PAUL J. RICHARDS--AFP/GETTY IMAGES

Bush ushers Maliki into the U.S. Embassy in Baghdad.

Putting Power on the Line

By Kevin Whitelaw

6/26/06

When President Bush first visited Iraq on Thanksgiving Day in 2003, he stayed 2 1/ 2 hours and never left Baghdad's airport. Nine hundred twenty-nine days later, his second trip lasted twice as long, and he made it as far as the heavily fortified Green Zone that houses the U.S. Embassy.

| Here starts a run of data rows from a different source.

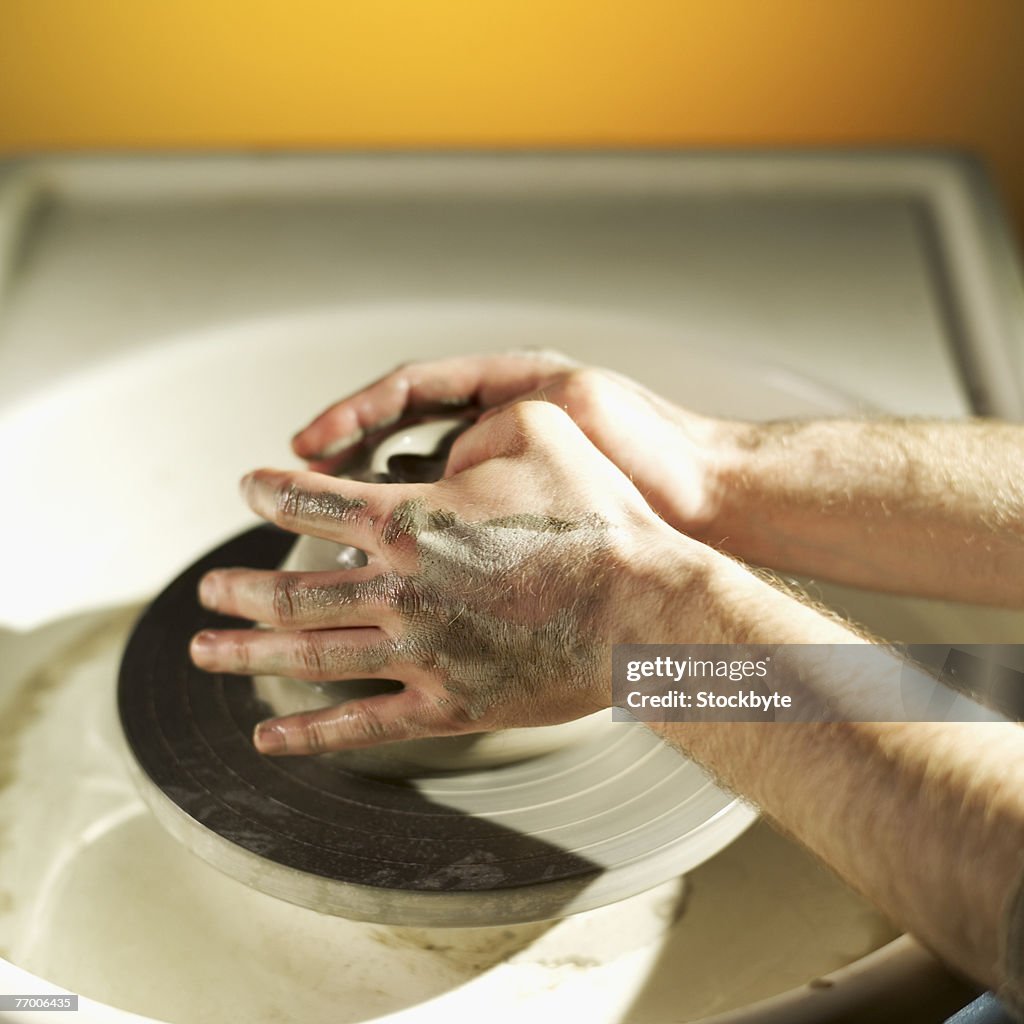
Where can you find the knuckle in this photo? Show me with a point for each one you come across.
(584, 387)
(284, 602)
(367, 725)
(316, 735)
(290, 503)
(312, 656)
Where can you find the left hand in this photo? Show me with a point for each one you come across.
(494, 595)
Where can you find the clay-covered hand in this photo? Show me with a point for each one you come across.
(675, 458)
(493, 595)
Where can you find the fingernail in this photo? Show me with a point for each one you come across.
(270, 738)
(209, 591)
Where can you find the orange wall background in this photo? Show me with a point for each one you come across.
(215, 74)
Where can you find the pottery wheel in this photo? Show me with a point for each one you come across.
(587, 824)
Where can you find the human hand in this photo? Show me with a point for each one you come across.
(675, 458)
(494, 595)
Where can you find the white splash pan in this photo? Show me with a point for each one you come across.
(121, 476)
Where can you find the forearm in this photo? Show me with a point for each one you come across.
(926, 819)
(935, 509)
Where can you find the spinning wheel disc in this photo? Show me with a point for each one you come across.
(585, 825)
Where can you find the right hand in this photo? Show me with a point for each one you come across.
(672, 456)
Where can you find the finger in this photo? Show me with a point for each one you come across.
(316, 655)
(519, 427)
(408, 714)
(304, 600)
(345, 511)
(423, 387)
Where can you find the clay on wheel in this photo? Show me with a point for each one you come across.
(414, 453)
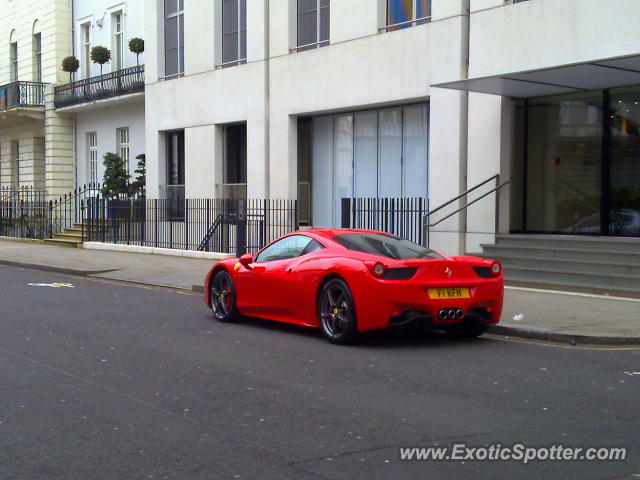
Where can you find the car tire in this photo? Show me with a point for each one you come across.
(467, 329)
(223, 297)
(336, 312)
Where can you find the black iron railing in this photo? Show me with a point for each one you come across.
(399, 216)
(114, 84)
(24, 213)
(214, 225)
(27, 212)
(22, 94)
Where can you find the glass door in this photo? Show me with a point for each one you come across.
(624, 158)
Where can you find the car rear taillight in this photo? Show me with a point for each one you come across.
(402, 273)
(377, 269)
(488, 272)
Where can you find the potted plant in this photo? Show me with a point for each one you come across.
(136, 45)
(70, 65)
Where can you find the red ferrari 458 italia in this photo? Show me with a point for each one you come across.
(348, 281)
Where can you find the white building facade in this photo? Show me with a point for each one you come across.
(36, 146)
(322, 100)
(106, 106)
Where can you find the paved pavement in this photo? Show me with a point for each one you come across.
(110, 381)
(557, 316)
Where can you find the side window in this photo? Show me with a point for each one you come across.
(289, 247)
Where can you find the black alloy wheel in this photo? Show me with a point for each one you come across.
(223, 297)
(336, 312)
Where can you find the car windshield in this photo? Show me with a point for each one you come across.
(384, 245)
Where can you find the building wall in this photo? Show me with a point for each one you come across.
(98, 13)
(104, 121)
(105, 116)
(39, 156)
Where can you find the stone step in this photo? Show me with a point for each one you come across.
(624, 244)
(62, 243)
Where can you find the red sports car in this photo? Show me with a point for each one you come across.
(349, 281)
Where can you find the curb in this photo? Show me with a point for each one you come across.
(172, 252)
(49, 268)
(538, 334)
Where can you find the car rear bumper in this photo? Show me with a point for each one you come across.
(395, 303)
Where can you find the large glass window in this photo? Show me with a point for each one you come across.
(367, 154)
(14, 61)
(563, 164)
(624, 177)
(173, 38)
(85, 35)
(175, 158)
(117, 41)
(92, 157)
(407, 13)
(234, 32)
(37, 57)
(313, 24)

Several other things had changed as well. Iraq has a new, complete government. And its most feared man, the terrorist Abu Musab Zarqawi, is dead. The danger level, however, is clearly no different. Bush, dubbing himself a "high-value target," staged a complex head fake by slipping away from a much-hyped Camp David strategy session to offer a dramatic vote of confidence in Iraq's new leaders.

With the Bush administration trying to harness the rare burst of good news, the visit could have been a celebratory one. Instead, it had an oddly subdued tone, with most of it held behind closed doors. One explanation, of course, is that Bush's host, Iraqi Prime Minister Nouri al-Maliki, learned of the visit only after Bush had reached the Green Zone.

But Bush, leery of creating unrealistic expectations in either Baghdad or Washington, was also trying to redefine his standard for success. "The objective in Iraq and Baghdad is to create a sense of order so people feel more confident about their government and going about their lives," he said. "I don't think the Iraqi government can guarantee a complete absence of violence." Indeed, the real concern is that any lull in violence will be temporary. "My big fear is that the trends outside the Green Zone just dwarf whatever Maliki tries to do," says a top U.S. official. "This could be bigger than anyone right now."

Still, Bush's trip did set the stage for a week of political theater. On Capitol Hill, Democrats and Republicans traded barbs in orchestrated debates aimed at getting members on the record about the U.S. effort in Iraq. Republicans sounded a renewed confidence about the politically unpopular mission, while Democrats argued among themselves over whether to demand a timetable for withdrawal.

Iraq's cost, meanwhile, is mounting. A new congressional spending bill brings the overall tab to $320 billion so far. And the U.S. death toll in Iraq hit 2,500.